En fin mars, la Fédération française de football (FFF) a rappelé dans un communiqué l’interdiction de l’arrêt des matchs pour permettre à des joueurs musulmans de rompre le jeûne du ramadan. La raison n’est pas venue de demandes de joueurs ou de clubs professionnels, mais d’informations remontées indiquant que de telles interruptions se produisaient durant des matchs amateurs.
Pour justifier sa décision, la Fédération a cité ses statuts, qui énoncent un principe de « neutralité du football ». Elle a également souligné, par l’intermédiaire de son président de la Commission fédérale des arbitres, qu’il y a « un temps pour faire du sport, et un temps pour pratiquer sa religion ».
Cette prise de position a été commentée et a parfois donné lieu à des réactions virulentes, allant jusqu’à en faire d’un côté un exemple d’une supposée islamophobie française et, de l’autre, de l’entrisme de la religion dans le football. Elle a aussi été opposée à celles de fédérations étrangères qui ont accepté ces interruptions de match.
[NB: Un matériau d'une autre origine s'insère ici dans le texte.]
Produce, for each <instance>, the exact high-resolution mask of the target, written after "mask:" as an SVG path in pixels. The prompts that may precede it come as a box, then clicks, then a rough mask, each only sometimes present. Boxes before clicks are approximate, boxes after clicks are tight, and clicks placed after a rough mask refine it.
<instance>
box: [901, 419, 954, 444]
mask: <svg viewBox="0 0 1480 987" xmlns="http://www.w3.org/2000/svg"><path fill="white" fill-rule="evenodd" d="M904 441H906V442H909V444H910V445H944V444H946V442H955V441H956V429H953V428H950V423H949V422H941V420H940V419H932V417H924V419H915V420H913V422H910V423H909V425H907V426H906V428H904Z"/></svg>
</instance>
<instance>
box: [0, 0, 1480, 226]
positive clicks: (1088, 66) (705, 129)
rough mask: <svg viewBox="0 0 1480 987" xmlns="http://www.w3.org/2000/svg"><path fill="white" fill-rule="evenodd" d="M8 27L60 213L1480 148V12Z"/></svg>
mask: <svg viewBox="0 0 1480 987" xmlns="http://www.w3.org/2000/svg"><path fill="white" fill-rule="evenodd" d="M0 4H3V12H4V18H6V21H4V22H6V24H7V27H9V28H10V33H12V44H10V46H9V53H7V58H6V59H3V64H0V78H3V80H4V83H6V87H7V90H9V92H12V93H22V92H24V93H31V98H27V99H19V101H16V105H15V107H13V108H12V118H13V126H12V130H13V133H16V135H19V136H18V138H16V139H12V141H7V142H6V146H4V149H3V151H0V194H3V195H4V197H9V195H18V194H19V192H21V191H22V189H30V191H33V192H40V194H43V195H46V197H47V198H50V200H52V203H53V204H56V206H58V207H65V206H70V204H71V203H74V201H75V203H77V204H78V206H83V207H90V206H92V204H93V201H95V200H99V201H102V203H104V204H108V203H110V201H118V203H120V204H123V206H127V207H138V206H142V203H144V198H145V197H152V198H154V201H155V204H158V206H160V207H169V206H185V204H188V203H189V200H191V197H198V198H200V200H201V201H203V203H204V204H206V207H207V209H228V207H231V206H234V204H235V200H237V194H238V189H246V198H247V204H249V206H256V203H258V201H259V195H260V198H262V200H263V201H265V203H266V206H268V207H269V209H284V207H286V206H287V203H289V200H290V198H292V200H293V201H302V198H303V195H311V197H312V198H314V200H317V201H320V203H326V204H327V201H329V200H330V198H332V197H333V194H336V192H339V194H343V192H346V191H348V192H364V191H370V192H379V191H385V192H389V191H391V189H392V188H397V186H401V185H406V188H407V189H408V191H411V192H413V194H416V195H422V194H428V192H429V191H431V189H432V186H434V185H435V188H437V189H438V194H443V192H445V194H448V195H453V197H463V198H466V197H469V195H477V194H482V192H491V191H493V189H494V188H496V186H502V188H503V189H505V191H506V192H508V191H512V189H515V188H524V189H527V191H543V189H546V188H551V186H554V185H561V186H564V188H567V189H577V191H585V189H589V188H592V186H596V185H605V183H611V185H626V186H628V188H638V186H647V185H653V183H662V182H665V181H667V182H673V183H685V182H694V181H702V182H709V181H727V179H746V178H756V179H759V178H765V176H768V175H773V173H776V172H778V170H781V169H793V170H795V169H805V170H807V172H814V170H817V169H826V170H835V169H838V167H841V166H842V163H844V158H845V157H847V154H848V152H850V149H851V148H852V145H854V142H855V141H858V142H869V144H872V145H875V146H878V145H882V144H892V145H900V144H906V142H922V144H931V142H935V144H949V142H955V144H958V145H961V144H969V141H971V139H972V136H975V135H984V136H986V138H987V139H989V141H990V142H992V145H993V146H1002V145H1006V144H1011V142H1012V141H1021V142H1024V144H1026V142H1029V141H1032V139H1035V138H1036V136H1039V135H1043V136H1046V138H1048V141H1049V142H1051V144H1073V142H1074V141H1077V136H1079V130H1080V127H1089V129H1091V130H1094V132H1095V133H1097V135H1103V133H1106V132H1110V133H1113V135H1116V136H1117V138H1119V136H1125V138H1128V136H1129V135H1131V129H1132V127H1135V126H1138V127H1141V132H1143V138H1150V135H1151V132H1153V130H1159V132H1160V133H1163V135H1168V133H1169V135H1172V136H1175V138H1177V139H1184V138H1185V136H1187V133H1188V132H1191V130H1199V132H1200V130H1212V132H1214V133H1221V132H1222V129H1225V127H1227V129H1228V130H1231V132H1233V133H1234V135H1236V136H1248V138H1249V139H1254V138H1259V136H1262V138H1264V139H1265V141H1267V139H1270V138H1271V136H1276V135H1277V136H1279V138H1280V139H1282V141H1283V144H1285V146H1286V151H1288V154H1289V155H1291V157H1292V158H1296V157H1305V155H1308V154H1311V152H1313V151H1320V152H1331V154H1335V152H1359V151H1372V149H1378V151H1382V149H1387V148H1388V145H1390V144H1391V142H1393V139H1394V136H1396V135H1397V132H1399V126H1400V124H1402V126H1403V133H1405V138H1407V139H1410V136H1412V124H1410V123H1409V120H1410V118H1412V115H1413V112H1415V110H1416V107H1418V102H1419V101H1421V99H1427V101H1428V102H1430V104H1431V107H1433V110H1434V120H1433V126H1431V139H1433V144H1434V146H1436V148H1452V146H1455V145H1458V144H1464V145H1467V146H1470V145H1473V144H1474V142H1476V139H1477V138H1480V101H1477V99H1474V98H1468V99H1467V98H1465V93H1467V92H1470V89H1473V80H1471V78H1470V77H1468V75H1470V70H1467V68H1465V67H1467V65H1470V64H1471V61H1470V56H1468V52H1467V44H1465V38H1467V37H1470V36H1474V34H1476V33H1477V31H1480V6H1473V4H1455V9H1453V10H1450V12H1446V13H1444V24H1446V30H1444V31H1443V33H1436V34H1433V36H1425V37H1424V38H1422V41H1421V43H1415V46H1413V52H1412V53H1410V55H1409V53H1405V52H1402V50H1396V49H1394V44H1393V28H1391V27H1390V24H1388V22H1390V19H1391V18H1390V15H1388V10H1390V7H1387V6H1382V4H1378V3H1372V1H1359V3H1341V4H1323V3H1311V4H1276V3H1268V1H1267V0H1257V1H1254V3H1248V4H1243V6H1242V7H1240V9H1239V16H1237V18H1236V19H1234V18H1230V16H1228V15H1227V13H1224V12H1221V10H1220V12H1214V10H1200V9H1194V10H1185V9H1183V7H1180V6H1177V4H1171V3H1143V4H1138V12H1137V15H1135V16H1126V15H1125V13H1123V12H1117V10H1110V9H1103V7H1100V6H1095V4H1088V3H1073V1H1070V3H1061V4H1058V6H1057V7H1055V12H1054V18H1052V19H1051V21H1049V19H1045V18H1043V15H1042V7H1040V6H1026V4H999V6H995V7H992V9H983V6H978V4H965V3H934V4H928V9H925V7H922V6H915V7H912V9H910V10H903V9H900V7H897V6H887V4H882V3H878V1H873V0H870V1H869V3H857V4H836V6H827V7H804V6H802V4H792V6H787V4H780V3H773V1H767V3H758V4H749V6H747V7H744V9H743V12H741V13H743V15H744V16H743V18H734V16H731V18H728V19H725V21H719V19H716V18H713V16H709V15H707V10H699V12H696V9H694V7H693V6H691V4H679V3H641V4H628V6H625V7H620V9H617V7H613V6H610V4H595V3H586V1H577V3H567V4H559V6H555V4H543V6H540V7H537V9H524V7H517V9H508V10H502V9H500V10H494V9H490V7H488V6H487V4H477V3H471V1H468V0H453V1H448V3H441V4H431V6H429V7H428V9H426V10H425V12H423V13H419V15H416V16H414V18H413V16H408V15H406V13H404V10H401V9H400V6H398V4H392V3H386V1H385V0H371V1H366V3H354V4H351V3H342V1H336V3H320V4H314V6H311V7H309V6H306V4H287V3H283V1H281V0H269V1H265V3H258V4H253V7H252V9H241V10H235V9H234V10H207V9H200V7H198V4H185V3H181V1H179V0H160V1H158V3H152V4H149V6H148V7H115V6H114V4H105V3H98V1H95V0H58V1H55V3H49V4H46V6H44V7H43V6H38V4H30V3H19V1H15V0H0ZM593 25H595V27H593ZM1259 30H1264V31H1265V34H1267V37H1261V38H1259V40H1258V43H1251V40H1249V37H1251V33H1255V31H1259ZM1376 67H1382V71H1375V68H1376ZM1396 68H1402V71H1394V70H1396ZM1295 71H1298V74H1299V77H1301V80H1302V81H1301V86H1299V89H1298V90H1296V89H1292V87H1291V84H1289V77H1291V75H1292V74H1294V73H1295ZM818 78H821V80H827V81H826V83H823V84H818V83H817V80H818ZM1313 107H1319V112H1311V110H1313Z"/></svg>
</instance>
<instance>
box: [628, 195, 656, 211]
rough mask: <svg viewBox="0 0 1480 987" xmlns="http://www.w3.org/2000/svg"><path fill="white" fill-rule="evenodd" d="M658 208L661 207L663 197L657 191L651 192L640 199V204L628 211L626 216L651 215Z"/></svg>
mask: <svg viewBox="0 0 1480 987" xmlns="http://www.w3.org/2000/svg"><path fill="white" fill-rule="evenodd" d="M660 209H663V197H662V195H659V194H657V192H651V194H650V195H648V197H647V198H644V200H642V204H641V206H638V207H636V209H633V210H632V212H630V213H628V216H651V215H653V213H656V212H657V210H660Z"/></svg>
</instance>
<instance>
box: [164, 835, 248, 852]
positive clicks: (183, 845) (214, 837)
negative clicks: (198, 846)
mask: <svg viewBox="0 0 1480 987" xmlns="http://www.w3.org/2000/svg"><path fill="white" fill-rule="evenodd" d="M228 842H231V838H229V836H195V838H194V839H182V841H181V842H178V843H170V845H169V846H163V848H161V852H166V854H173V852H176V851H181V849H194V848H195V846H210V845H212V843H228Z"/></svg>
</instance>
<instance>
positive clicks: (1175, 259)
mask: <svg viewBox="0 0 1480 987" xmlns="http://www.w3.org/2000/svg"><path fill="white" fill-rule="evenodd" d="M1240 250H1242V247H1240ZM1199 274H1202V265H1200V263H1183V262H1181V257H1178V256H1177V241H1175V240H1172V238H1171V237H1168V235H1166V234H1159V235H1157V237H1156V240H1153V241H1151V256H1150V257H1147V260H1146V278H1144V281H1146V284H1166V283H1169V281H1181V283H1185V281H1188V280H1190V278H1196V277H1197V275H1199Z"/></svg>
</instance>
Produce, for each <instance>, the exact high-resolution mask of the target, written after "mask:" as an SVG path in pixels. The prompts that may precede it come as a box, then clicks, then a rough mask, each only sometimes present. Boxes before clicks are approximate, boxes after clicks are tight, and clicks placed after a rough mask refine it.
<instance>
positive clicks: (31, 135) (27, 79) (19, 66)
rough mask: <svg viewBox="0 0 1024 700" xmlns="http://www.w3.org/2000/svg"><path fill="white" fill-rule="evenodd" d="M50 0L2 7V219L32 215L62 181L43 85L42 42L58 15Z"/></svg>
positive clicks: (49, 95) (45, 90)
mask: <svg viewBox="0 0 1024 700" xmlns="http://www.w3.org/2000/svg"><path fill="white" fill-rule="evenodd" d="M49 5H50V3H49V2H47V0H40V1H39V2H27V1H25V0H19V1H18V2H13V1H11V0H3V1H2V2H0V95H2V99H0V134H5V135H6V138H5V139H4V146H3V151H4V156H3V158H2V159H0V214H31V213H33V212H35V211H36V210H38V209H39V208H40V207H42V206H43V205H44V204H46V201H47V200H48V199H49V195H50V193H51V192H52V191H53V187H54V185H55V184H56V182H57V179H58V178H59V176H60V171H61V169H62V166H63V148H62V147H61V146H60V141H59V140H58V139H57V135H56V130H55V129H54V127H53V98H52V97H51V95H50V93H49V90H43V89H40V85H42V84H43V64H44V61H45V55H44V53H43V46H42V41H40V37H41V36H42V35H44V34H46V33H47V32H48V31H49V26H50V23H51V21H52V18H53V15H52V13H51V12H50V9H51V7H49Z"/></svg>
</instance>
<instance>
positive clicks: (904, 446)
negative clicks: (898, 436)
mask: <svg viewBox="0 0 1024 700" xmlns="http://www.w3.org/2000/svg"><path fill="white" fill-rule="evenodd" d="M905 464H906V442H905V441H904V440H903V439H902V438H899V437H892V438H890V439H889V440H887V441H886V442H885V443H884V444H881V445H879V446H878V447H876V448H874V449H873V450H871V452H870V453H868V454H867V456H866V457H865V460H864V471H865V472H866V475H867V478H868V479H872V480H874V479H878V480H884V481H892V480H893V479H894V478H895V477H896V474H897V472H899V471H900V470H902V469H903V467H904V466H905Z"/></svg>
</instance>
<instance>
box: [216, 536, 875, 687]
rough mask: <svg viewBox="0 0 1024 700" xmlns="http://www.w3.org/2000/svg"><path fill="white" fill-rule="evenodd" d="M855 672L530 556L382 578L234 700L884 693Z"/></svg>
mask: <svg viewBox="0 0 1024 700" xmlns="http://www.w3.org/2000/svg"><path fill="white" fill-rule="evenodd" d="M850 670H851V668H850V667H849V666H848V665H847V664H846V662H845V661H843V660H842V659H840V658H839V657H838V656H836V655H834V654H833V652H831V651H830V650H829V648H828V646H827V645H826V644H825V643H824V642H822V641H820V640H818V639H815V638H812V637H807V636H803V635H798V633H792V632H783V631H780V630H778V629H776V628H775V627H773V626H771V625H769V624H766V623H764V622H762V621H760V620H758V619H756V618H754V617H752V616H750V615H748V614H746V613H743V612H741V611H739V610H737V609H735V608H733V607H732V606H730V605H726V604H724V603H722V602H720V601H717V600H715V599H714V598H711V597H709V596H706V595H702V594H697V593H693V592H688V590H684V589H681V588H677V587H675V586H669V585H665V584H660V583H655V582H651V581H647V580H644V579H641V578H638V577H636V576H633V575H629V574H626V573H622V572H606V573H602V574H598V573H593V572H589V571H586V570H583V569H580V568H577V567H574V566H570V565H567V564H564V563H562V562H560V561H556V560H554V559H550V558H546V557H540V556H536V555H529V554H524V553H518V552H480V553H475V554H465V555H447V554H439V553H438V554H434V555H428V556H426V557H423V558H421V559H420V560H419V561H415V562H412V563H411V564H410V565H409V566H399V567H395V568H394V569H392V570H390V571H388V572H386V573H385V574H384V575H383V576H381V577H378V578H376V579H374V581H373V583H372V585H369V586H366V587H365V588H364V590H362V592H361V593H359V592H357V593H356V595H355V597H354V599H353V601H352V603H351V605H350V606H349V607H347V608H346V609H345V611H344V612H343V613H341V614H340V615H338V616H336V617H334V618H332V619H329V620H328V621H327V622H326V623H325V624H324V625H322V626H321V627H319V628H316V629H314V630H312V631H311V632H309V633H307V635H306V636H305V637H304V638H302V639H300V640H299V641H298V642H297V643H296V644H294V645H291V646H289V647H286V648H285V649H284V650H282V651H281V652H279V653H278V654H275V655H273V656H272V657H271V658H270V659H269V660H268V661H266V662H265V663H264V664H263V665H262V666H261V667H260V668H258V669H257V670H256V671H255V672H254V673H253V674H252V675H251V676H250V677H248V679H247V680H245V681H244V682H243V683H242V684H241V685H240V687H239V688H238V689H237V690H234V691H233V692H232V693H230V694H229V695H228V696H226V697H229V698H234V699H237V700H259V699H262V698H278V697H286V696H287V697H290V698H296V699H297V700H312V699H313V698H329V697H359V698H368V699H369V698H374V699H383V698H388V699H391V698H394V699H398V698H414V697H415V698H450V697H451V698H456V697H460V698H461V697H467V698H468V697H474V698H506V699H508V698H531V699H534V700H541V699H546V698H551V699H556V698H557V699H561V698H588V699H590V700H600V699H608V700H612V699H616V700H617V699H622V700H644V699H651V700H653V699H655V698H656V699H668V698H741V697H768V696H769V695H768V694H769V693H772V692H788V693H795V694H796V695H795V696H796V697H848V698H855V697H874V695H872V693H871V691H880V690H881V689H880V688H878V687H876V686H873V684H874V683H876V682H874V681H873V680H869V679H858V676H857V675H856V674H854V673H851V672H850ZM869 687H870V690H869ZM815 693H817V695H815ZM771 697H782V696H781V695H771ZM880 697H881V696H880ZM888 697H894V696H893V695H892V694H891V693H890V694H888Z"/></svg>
Si ce contexte précis a ses spécificités, il s’agit d’un cas exemplaire des situations et des questions que suscitent les faits religieux au travail. En effet, les arguments mobilisés par la FFF sont ceux qui reviennent le plus souvent dans le discours des dirigeants d’entreprise et des manageurs, lorsqu’ils sont confrontés au fait religieux dans leurs situations de travail. Cela est particulièrement vrai dans des secteurs d’activité tels que le sport, les loisirs ou le médico-social : le réflexe le plus fréquent est de se référer au principe de laïcité, puis de rappeler que la religion devrait être réservée au domaine privé ou intime.
Sur ce point, il faut redire que la laïcité, dans son volet de neutralité religieuse, concerne le secteur public et l’action publique. Dans les organisations privées, quelle que soit leur forme juridique (sociétés, associations, etc.), c’est la liberté de conviction et de manifester ses convictions qui prime.
L’organisation peut la restreindre, mais pour des raisons précises (par exemple, des règles d’hygiène ou de sécurité) et dans des circonstances précises : elle ne peut imposer une restriction de liberté générale et non motivée à ses salariés en rendant la neutralité religieuse obligatoire. Deux critères s’imposent donc à toute restriction : la légitimité et la proportionnalité.
Il faut ensuite souligner que, au travail, les salariés sont des personnes dans toutes leurs dimensions. Ils ne sont pas simplement des compétences, des bras (des jambes pour les joueurs !), des capacités de calcul ou de vista. Ils viennent au travail tels qu’ils sont, sans laisser à la porte leurs soucis, leur caractère, leur imagination et, bien sûr, leurs convictions.